Dukan Do It: Week 2

Shaun and I are 10 days in and still going strong on the Dukan diet. When I left you last week, we had made it through the Attack Phase and into the Cruise Phase, which felt like such a relief! In the Cruise Phase, vegetables are added to your meal plans and it makes such a refreshing difference.

Once in the Cruise Phase, we are to alternate days between Pure Protein (PP) and Protein Vegetable (PV). Somehow now going back to those Pure Protein days doesn't seem so terrible and the vegetable days feel like a treat. #whowouldhavethoughtit

One thing that has become apparent and pretty frustrating is that I feel as though I am ALWAYS cooking. There is always something to prep, chop, shop for or clean up. By last night, I have to admit, I was pretty tired of doing it all. After just a week of this, I'm questioning how I'm going to find the time to squeeze all of this in. On Monday afternoon, amongst other prep, I processed two heads of cauliflower and froze them to be used as pizza crust, fried rice or as a taco bowl base throughout the week, thinking that it would make such a difference in prep time on the weeknights. Well, it still required defrosting, heating, draining, mixing, shaping and baking, negating a quick dinner. Instead we sat down to eat at 9:00 last night. It wasn't great. But on the upside, the cauliflower pizza was!

I made two personal pizzas using half a head of finely chopped cauliflower. These came out great! And we were stuffed afterwards. I topped mine with turkey pepperoni, while Shaun added some sautéed mushrooms to his.

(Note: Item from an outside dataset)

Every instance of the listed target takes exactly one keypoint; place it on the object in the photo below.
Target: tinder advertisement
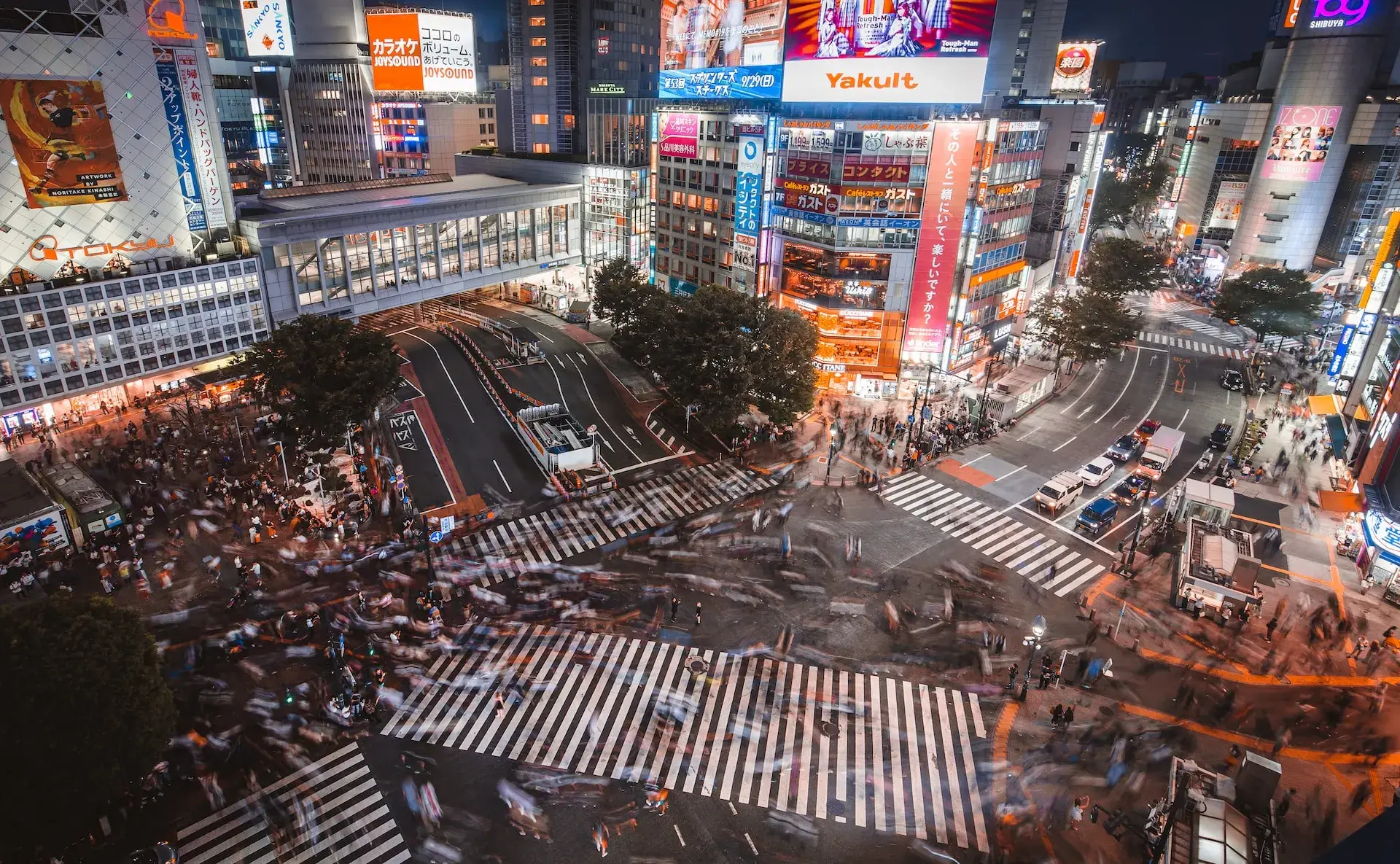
(887, 51)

Updated to note: I made the crust by following this recipe/tutorial. I used half of a large head of cauliflower for 2 hearty personal pizzas, which fed 2 people generously, and froze the rest in a plastic bag for another night. I made a few adaptations to the crust: I used only fat free mozzarella, I did not use parmesean cheese. I also added oregano and a pinch of garlic powder to the crust. On top, I used plain tomato sauce that I seasoned with oregano and basil (fresh basil would be awesome on this!), fat free shredded mozzarella, and turkey pepperoni. Yum!

It was a great dinner, but was for sure a lot of work.

On the grocery side, I've found that we are certainly spending a significant amount more over the last week+. I hope it's due to ramping up, buying the diet staples and finding our footing, but I'll be interested to track it over the next few weeks.

Also - the dishes. They are never ending honestly. Our dishwasher is full to the brim every night, and there's more piling up.

But...all complaining aside, overall I'm feeling pretty good. My clothes are fitting better than they have in a long time and I've lost 5 pounds in just over a week. I wish I had taken my measurements before I started since I'm pretty positive I'm losing a lot in inches as well. And lastly, I sat and flagged a ton of recipes from the Dukan Diet Cookbook last night and can't wait to dive into some of those in the coming weeks and will be sure to share as I try them out.

Meanwhile, here's some samples of what we've been eating:

Breakfast: mushroom & FF feta frittata, hard boiled eggs, turkey bacon, smoked salmon scrambed eggs, smoked salmon galette

Lunch: turkey burgers, deli turkey slices & FF cheese roll-ups, smoked salmon & FF cream cheese roll-ups, taco bowls over broccoli slaw or as lettuce wraps, grilled chicken breast

Dinner: cauliflower-crusted pizza, steak, chicken, fish, chicken sausages, roasted vegetables on the side

Snacks: FF cottage cheese w/cinnamon & vanilla, sugar-free Jell-O, string cheese, turkey pepperoni, veggies & yogurt dip


So that's my wrap up as we embark on week 2!

Any other Dukan-ers out there? What have you been eating lately?